AIA Engineering Shareholders Approve Nitin Shukla as Independent Director with 99.98% Majority
AIA Engineering Limited has announced the results of its postal ballot regarding the appointment of Mr. Nitin Chandrashanker Shukla as an Independent Director. The resolution was passed with overwhelming support, receiving 99.98% of the total valid votes cast. The appointment is for a five-year term, effective from the date specified in the notice. This high level of shareholder consensus indicates strong confidence in the company's governance and leadership selection.
Key Highlights
Appointment of Mr. Nitin Chandrashanker Shukla as Independent Director for a 5-year term approved.
Resolution received 88,626,121 votes in favor, representing 99.98% of total valid votes.
Only 15,311 votes (0.02%) were cast against the resolution.
E-voting period was conducted from February 13, 2026, to March 14, 2026.
The scrutinizer's report confirmed the voting process was fair and transparent.
πΌ Action for Investors
Investors should view this as a positive step for corporate governance, reflecting strong shareholder alignment. No immediate portfolio action is required based on this routine board appointment.
Cupid Ltd Announces Strategic Branding Alignment with Japanese Quality Standards
Cupid Limited has entered into a strategic collaboration with Asia's oldest latex condom manufacturer to adopt 'Japanese Quality' standards for its 'Made in India' products. This initiative aims to bolster consumer trust and strengthen relationships with global OEM partners across 125 countries. The branding shift coincides with a significant capacity expansion at its Palava facility, which is set to add 770 million male and 75 million female condoms annually, representing a 1.5x increase in production. This move is designed to leverage the company's 28-year manufacturing heritage to capture higher market share in the premium wellness segment.
Key Highlights
Collaboration with Asia's oldest latex manufacturer to integrate Japanese precision and quality standards.
Ongoing capacity expansion to add 770 million male and 75 million female condoms annually (1.5x growth).
Global footprint spanning over 125 countries with existing WHO and UNFPA pre-qualifications.

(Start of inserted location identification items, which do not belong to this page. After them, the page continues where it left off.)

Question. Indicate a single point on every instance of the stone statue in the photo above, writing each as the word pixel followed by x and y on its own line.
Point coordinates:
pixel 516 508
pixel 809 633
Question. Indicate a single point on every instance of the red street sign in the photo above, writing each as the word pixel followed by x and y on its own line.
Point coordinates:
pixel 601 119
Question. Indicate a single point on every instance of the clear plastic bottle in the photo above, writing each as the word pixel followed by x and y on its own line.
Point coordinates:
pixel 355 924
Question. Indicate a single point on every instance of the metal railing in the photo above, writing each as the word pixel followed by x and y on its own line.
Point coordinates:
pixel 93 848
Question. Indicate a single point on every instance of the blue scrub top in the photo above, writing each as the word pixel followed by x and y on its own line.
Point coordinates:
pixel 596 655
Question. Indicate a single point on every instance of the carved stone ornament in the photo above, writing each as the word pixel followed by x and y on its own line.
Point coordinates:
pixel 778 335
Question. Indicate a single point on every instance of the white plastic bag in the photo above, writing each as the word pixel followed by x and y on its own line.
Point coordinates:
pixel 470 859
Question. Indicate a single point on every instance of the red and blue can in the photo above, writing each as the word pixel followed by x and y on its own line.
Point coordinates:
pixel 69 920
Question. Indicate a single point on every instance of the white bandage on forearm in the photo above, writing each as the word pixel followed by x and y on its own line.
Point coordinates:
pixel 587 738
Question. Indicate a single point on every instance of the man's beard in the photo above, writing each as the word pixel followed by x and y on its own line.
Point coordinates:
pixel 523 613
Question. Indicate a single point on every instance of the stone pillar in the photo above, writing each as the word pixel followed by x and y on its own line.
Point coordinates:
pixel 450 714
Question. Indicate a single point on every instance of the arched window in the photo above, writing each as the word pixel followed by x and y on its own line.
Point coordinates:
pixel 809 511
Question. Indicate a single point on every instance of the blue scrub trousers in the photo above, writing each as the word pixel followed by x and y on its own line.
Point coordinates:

Strategic focus on premiumization to enhance appeal for both retail consumers and global OEM partners.
πΌ Action for Investors
Investors should monitor the impact of this premium branding on export margins and the company's ability to secure higher-value OEM contracts. The successful integration of Japanese quality standards could serve as a key differentiator in the competitive global wellness market.

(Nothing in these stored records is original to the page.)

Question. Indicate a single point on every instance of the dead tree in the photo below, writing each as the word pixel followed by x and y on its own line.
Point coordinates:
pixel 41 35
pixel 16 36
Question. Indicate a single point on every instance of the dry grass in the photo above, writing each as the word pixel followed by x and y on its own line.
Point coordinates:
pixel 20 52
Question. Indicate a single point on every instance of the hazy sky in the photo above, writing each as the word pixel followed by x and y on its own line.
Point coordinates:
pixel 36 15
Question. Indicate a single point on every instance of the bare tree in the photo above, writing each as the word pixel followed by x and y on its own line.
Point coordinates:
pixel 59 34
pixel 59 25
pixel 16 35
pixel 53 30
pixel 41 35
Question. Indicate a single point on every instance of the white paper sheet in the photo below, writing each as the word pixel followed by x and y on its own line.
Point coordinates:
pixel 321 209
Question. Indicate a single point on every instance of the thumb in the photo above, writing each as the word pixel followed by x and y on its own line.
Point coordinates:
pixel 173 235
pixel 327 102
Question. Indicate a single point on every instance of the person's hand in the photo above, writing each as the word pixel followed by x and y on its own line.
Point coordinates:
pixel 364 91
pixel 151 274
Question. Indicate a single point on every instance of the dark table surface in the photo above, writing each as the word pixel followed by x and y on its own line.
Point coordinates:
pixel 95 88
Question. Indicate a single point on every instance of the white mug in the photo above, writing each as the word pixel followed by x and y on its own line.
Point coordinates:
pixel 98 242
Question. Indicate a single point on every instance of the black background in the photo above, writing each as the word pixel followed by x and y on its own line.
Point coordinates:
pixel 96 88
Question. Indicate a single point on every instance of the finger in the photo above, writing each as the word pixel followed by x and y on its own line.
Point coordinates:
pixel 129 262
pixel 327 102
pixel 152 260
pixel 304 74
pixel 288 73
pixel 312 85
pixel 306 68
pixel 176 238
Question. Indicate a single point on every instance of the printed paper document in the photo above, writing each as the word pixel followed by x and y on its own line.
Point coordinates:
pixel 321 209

Nitin Spinners Shareholders Approve Increased Borrowing Limits with 99.9% Majority
Nitin Spinners Limited has successfully passed two special resolutions via postal ballot with overwhelming shareholder support. The resolutions authorize the Board of Directors to increase borrowing limits under Section 180(1)(c) and to create security on the company's assets for these borrowings under Section 180(1)(a). Both proposals received 99.8964% approval from the votes cast, representing approximately 71.58% of the total outstanding shares. This move provides the company with the necessary financial flexibility to raise additional capital for future requirements.
Key Highlights
Special Resolution to increase borrowing limits passed with 99.8964% votes in favor.

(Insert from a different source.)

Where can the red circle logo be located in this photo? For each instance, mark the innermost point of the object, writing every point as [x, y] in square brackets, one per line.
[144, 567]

Resolution for creation of security on increased borrowing power approved with 99.8964% majority.
Total votes polled amounted to 4,02,42,050 shares, representing 71.58% of the 5,62,20,000 total shares.
Promoter and Promoter group (3,18,82,000 shares) voted 100% in favor of both resolutions.
Institutional holders showed strong support with 99.50% of their 82.71 lakh polled votes in favor.
πΌ Action for Investors
Investors should note that this approval grants the management the headroom to raise more debt, which typically signals upcoming expansion or capital expenditure plans. Monitor future announcements for specific details on the utilization of these increased borrowing powers.